The Beef and Lamb New Zealand Mid-Season Update 2022-23 says that farm profit before tax is estimated at NZ$146,300 (€84,641).

This is a 31% decrease from 2021-22 and below the average for the past five years.

Beef and Lamb New Zealand chief economist, Andrew Burtt said that inflationary pressure is causing on-farm costs to increase sharply, “eroding the benefit of what are still historically pretty good farmgate returns”.

He said that a recovery is expected in global demand for sheepmeat and beef, while supply levels remain tight.

This follows a stark drop in demand for sheepmeat at the start of the season before China relaxed its zero Covid-19 policy.

“As 85% of New Zealand’s mutton exports are to China, this impacted export receipts, which were one third lower compared to the same period last season,” Burtt said.

He added that a recent case of bovine spongiform encephalopathy (BSE) in Brazil has added fuel to a tightening global beef market.

The report outlines that falling farmgate prices have caused farmers in New Zealand to reduce costs by deferring repairs and cutting back on fertiliser use.

However, inflation and the increasing price of farm inputs are outweighing cost-cutting initiatives.

“Overall expenditure has increased to an average NZ$531,500 (€307,764) per farm in 2022-23.

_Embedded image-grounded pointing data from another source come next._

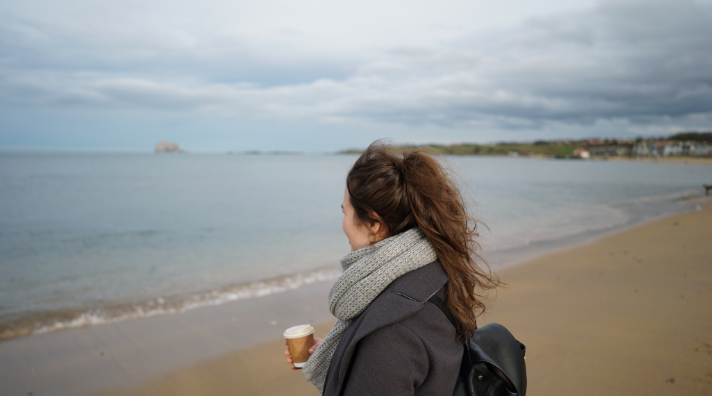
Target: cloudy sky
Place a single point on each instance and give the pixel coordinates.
(318, 75)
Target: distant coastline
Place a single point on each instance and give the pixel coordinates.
(681, 146)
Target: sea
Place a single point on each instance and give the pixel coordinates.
(94, 238)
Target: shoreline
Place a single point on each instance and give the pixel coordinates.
(631, 307)
(499, 259)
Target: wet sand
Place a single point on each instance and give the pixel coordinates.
(630, 313)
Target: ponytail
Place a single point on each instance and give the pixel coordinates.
(413, 190)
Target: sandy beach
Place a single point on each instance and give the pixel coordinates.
(627, 314)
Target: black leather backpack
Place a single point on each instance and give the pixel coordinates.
(492, 362)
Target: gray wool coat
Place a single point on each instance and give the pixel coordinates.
(401, 344)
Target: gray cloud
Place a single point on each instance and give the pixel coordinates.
(621, 62)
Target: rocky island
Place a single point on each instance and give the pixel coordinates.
(164, 146)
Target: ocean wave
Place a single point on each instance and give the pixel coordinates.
(45, 322)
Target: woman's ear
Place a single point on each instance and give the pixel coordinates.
(378, 230)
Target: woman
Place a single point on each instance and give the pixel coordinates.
(410, 238)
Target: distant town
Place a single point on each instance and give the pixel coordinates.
(683, 144)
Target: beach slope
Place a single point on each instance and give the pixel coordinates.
(628, 314)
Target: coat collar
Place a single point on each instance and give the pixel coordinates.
(402, 298)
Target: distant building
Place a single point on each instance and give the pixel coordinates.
(662, 148)
(582, 153)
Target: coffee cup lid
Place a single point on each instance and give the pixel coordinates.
(298, 331)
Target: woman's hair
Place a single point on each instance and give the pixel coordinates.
(411, 189)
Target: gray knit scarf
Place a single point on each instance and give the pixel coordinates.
(367, 272)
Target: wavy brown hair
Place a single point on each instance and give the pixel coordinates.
(408, 189)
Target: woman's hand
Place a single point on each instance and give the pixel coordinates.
(317, 342)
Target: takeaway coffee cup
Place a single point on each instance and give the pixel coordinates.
(299, 340)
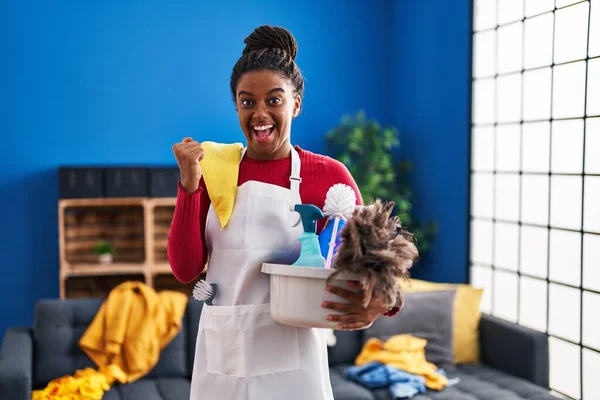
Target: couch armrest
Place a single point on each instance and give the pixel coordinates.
(16, 363)
(514, 349)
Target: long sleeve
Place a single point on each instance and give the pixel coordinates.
(186, 247)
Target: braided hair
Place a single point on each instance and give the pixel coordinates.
(271, 48)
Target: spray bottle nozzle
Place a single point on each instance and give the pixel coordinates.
(309, 215)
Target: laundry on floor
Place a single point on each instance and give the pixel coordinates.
(398, 364)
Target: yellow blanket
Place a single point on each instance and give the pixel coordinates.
(125, 339)
(405, 352)
(220, 168)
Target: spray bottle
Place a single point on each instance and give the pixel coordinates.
(310, 254)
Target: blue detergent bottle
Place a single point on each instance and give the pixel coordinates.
(310, 254)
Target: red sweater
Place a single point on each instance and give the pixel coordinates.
(186, 248)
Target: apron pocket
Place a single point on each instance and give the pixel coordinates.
(249, 343)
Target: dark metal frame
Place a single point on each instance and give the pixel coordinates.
(583, 175)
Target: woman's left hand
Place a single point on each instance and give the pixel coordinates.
(357, 316)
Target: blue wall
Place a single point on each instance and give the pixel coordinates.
(115, 82)
(432, 53)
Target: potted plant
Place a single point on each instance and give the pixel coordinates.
(105, 252)
(367, 149)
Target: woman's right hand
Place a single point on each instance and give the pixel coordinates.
(188, 154)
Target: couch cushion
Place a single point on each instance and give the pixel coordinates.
(58, 326)
(151, 389)
(344, 389)
(427, 315)
(480, 383)
(466, 316)
(347, 346)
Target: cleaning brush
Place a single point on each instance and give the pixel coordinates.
(376, 248)
(340, 202)
(203, 291)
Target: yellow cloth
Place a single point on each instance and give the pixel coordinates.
(466, 316)
(220, 169)
(405, 352)
(85, 384)
(125, 339)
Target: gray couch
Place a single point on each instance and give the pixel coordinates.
(515, 360)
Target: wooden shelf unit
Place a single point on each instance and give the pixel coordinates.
(138, 227)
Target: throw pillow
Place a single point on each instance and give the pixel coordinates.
(427, 315)
(467, 315)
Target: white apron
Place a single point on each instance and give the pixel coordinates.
(241, 352)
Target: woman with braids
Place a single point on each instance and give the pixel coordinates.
(241, 352)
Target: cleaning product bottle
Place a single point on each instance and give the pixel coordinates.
(310, 254)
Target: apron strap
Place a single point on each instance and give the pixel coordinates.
(295, 177)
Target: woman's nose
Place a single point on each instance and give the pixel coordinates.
(260, 111)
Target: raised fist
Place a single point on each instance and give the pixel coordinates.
(188, 154)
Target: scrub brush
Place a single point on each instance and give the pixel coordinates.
(378, 249)
(204, 292)
(340, 202)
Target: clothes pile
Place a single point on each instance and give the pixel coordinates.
(124, 340)
(398, 364)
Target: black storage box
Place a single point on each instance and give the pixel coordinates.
(125, 182)
(163, 181)
(80, 182)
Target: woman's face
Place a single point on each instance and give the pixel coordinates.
(266, 105)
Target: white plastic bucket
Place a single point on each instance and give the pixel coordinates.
(297, 293)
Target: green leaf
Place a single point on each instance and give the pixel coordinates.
(368, 150)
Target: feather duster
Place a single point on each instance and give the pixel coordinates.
(378, 249)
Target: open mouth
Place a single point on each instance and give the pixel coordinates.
(263, 133)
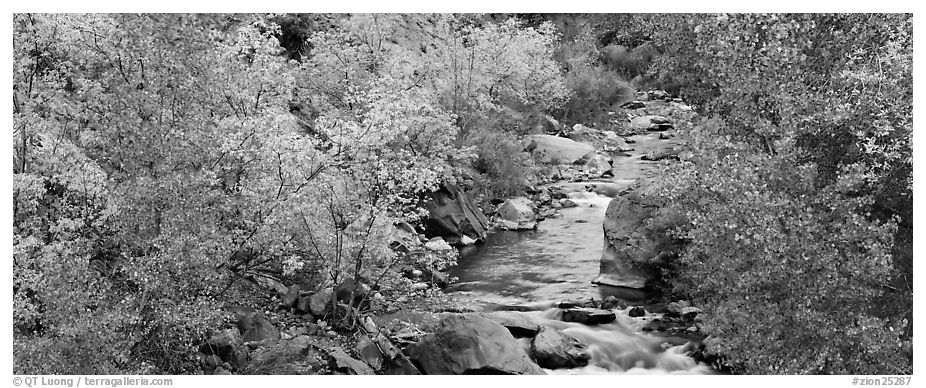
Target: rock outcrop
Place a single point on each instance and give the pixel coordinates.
(453, 215)
(471, 344)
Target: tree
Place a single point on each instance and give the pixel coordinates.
(800, 214)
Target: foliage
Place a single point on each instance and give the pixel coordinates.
(798, 194)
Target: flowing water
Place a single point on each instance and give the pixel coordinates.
(557, 262)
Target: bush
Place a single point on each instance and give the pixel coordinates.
(505, 169)
(787, 271)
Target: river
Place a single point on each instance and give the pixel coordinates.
(557, 262)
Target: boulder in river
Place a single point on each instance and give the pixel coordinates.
(588, 316)
(633, 245)
(559, 150)
(518, 326)
(452, 214)
(553, 349)
(471, 344)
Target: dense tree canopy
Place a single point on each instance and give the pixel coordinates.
(165, 163)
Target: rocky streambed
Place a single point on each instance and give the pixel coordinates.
(524, 301)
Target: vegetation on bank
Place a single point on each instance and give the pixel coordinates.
(164, 165)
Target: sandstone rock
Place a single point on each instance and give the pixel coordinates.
(553, 349)
(352, 293)
(438, 244)
(291, 296)
(633, 105)
(588, 316)
(303, 305)
(518, 210)
(255, 327)
(403, 237)
(517, 326)
(471, 344)
(369, 352)
(559, 150)
(452, 214)
(320, 301)
(347, 364)
(227, 345)
(650, 123)
(598, 166)
(631, 241)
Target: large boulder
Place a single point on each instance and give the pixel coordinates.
(471, 344)
(519, 211)
(517, 325)
(588, 316)
(255, 327)
(228, 346)
(452, 214)
(559, 150)
(343, 362)
(553, 349)
(352, 293)
(650, 123)
(634, 246)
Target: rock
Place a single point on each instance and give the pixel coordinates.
(255, 327)
(369, 352)
(395, 362)
(226, 345)
(273, 284)
(466, 240)
(655, 156)
(403, 238)
(559, 150)
(517, 326)
(518, 210)
(438, 244)
(320, 301)
(598, 165)
(212, 361)
(611, 302)
(452, 214)
(588, 316)
(297, 356)
(419, 286)
(289, 298)
(689, 313)
(352, 293)
(303, 305)
(345, 363)
(471, 344)
(553, 349)
(633, 105)
(650, 123)
(631, 240)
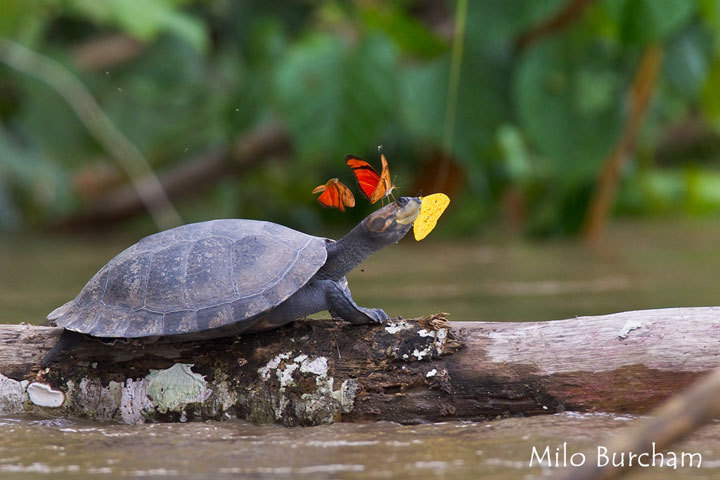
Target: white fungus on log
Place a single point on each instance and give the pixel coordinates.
(43, 395)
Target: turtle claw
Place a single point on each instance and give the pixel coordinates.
(341, 304)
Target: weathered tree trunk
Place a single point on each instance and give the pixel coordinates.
(407, 371)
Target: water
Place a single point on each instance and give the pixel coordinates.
(647, 265)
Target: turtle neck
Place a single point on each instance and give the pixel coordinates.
(349, 252)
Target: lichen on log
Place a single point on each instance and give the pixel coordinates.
(321, 371)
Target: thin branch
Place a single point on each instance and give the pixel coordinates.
(561, 20)
(453, 87)
(67, 85)
(640, 96)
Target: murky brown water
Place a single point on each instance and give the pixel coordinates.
(501, 449)
(639, 266)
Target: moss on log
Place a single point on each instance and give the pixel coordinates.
(321, 371)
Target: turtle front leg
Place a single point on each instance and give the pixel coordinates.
(340, 304)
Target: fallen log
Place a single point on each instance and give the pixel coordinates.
(321, 371)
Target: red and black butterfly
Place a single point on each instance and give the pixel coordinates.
(335, 194)
(374, 186)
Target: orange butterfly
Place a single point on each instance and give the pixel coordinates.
(373, 186)
(335, 194)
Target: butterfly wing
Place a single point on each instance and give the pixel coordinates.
(385, 185)
(431, 208)
(366, 176)
(335, 195)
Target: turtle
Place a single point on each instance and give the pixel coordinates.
(225, 277)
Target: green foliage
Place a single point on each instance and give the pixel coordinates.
(343, 77)
(317, 84)
(567, 101)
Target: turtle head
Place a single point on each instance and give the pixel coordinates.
(379, 229)
(390, 224)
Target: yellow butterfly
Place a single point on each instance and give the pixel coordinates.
(431, 208)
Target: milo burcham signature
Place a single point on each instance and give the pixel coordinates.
(560, 457)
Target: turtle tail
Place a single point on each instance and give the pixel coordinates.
(67, 339)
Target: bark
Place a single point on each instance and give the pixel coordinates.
(408, 371)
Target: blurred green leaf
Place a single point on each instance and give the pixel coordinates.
(645, 21)
(687, 60)
(31, 183)
(145, 20)
(570, 99)
(710, 98)
(500, 21)
(483, 102)
(408, 32)
(336, 96)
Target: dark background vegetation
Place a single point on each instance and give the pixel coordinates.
(567, 111)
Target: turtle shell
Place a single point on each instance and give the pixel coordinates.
(194, 278)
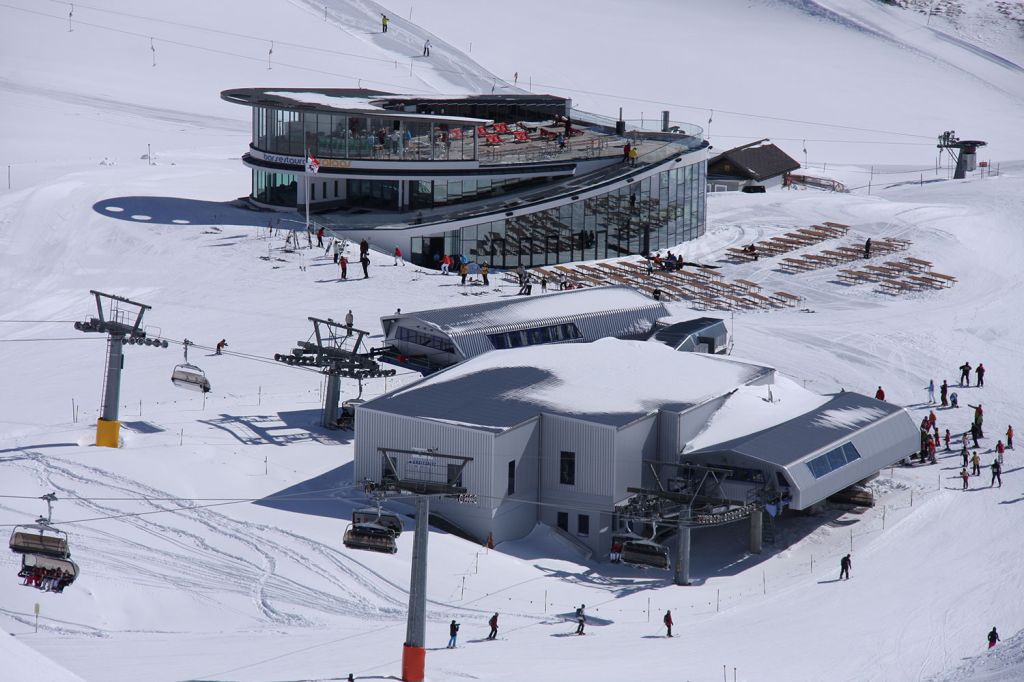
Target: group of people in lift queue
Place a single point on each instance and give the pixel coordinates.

“Fertiliser, lime, and seeds expenditure is forecast to increase by 6% to average $102,100 (€59,139) per farm, following a 15% increase last season.

“This is the largest area of expenditure for sheep and beef farms at around 19% of farm expenditure in 2022-23,” Burtt said.

The report warned that managing cashflow will be a challenge on beef and sheep farms this season due to refinancing and extended overdraft borrowing.

New Zealand

Beef and Lamb New Zealand said that the full impact of Cyclones Hale and Gabrielle “is not yet known”.

“Slips and silt destroyed farm infrastructure and stock losses are not fully accounted for after Cyclone Gabrielle. The economic impact on the supply chain for agriculture will be felt for years to come,” Burtt said.

Extremely dry conditions are also impacting farms in Otago and Southland.

The chief executive of Beef and Lamb New Zealand, Sam McIvor said the significant financial pressures facing farmers are another reason the government should stall environmental policy changes.

“Almost one third of New Zealand’s sheep and half of New Zealand’s beef cattle are in the North Island regions that were subject to a state of emergency following the cyclones.

“Another third of New Zealand’s sheep and one-in-seven (14%) of New Zealand’s beef cattle are in Otago and Southland.

“This means two thirds of New Zealand’s sheep flock and two thirds of New Zealand’s beef cattle are in areas either suffering from the effects of the cyclones or suffering very dry conditions,” he said.

“Simply put, the prime minister needs put a stop to the tsunami of legislation and regulations that is constraining the food-producing export-earning sector,” McIvor added.